Comme de nombreux territoires ruraux, les Bauges sont actuellement le lieu d'une certaine effervescence en matière de patrimoine. L'un des éléments qui témoignent de la manière la plus visible de l'existence de cette tendance est l'apparition, à la fin de l'année 1995, du Parc naturel régional du Massif des Bauges, dont l'un des buts affichés est la sauvegarde du patrimoine rural.

Mon travail de DEA, en 1999-2000, avait constitué une première approche de ce terrain. Il s'agissait d'une recherche, menée lors d'un stage pour le compte du Parc naturel régional, sur la mobilité et les représentations du territoire dans l'ensemble du massif. J'avais alors été interpellée par plusieurs faits qui ont par la suite constitué le point de départ de ma thèse.

Tout d'abord, le Parc investissait énormément de moyens humains et financiers pour ces projets dits patrimoniaux. Une grande partie des objectifs de sa charte étaient d'ailleurs décrits comme des opérations de sauvegarde du patrimoine naturel et culturel. Or, certains de ces projets suscitaient de toute évidence d'importantes controverses. La mise en valeur des bâtiments de l'ancienne chartreuse d'Aillon ou la labellisation de la Tome des Bauges, si elles pouvaient faire l'objet de discours enthousiastes, provoquaient aussi localement de nombreuses crises dont je percevais les échos. Lorsque je décidai de m'y intéresser de plus près, je partis naïvement du présupposé que la chartreuse, par exemple, devait représenter un symbole important pour les populations originaires des Bauges. Je fus étonnée et déconcertée de constater qu'à quelques exceptions près, elle ne suscitait en fait qu'une certaine indifférence pour la plus grande partie des habitants d'Aillon-le-Jeune.
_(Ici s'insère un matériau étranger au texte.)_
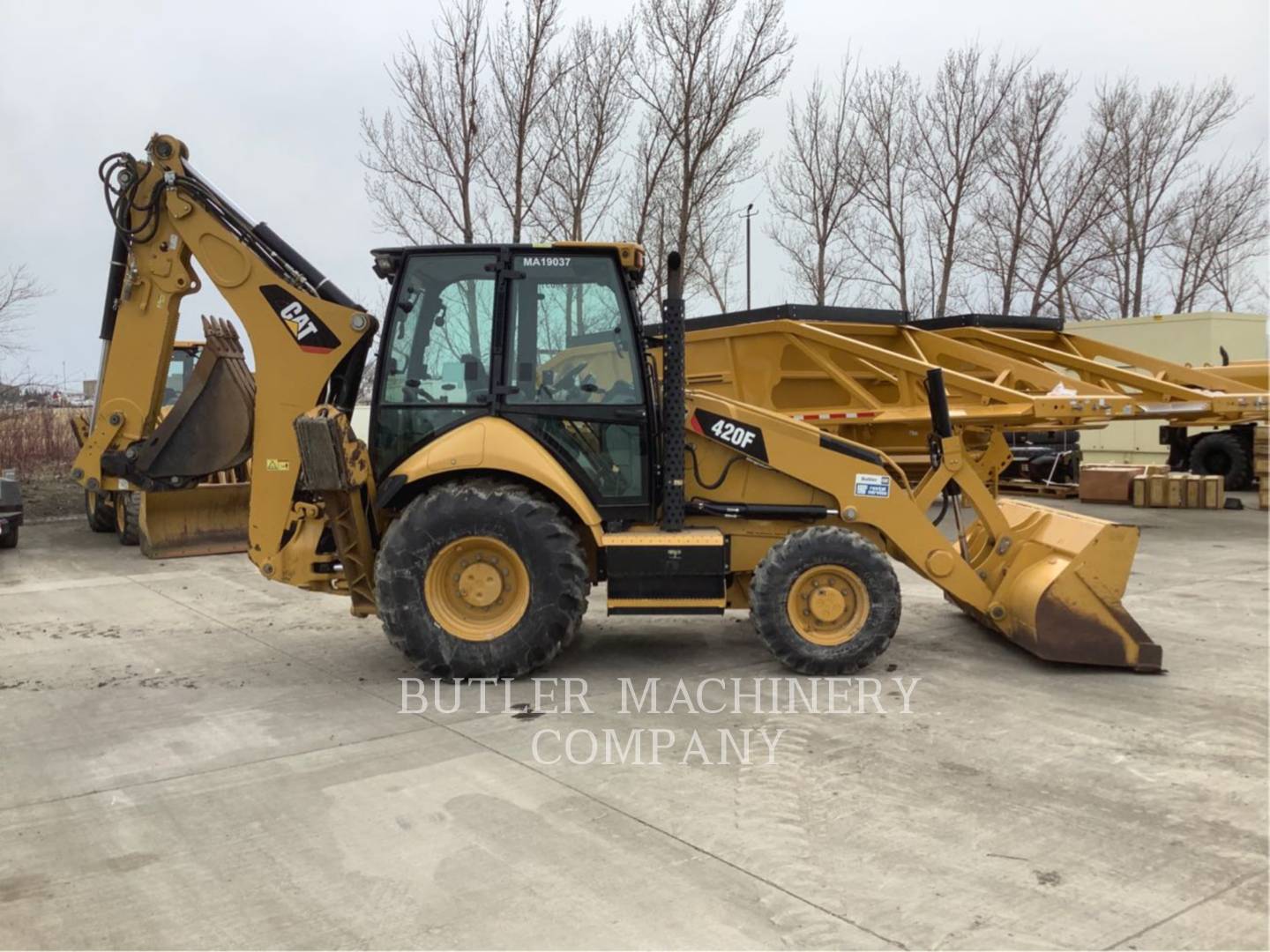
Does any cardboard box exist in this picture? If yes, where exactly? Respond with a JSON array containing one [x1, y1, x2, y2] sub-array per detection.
[[1200, 476, 1226, 509], [1132, 476, 1147, 509], [1186, 473, 1204, 509], [1164, 472, 1186, 509], [1080, 465, 1146, 505]]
Les autres éléments que je décidai d'étudier semblaient eux aussi quelque-peu en rupture avec ce que vivaient les gens. Aux critiques virulentes de certains sur le coût ou la méthode de ces opérations se joignait une forme de résignation notamment de la part des ruraux de souche qui m'expliquaient à propos de la tome ne pas avoir eu le choix et qui semblaient considérer les campagnes de communication menées sur le massif comme leur étant parfaitement étrangères.
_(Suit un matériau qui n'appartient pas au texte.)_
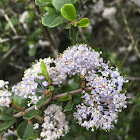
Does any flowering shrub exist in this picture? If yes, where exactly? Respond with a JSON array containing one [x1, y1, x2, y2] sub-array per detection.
[[0, 44, 128, 140]]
Le Parc naturel régional lui-même faisait régulièrement l'objet de critiques de la part de ses habitants qu'ils soient de souche ou néo-ruraux. Étant lors de mon DEA stagiaire de cet organisme, je me présentais à mes interlocuteurs comme menant une recherche commanditée par celui-ci. Il n'était pas rare qu'à la fin de l'entretien, au moment où j'éteignais le magnétophone, les questions et les remarques commencent à fuser. On me demandait parfois avec une certaine prudence ce que je faisais exactement au Parc, ce que c'était que cette institution, combien de personnes y travaillaient et quelles étaient leurs missions. Mais certains de mes interlocuteurs ne prenaient pas ces précautions et l'un d'entre eux m'affirma même de but en blanc « Je vous ai raconté tout ça parce que vous êtes étudiante. Quand vous m'avez dit que vous étiez étudiante, je me suis dit "  il faut l'aider  " . Mais si ça avait été pour le Parc, je n'aurais rien raconté du tout. » Au début, je ne prêtais guère attention à ces interpellations. Puis, leur caractère récurrent commença à me faire réagir.

Non seulement les projets patrimoniaux du Parc ne paraissaient pas vraiment fédérateurs localement, mais l'institution elle-même faisait visiblement l'objet de réserves. Comment fallait-il comprendre cela ? Les projets portés par cette collectivité n'étaient de toute évidence pas tout à fait en accord avec ceux de la population qui habitait son territoire. Il restait à déterminer à quel niveau sa politique était mise en cause : était-ce le choix des objets à patrimonialiser qui faisait débat, ou la façon dont ils étaient interprétés ? Nous verrons au cours de ce mémoire que ce sont sans doute les deux.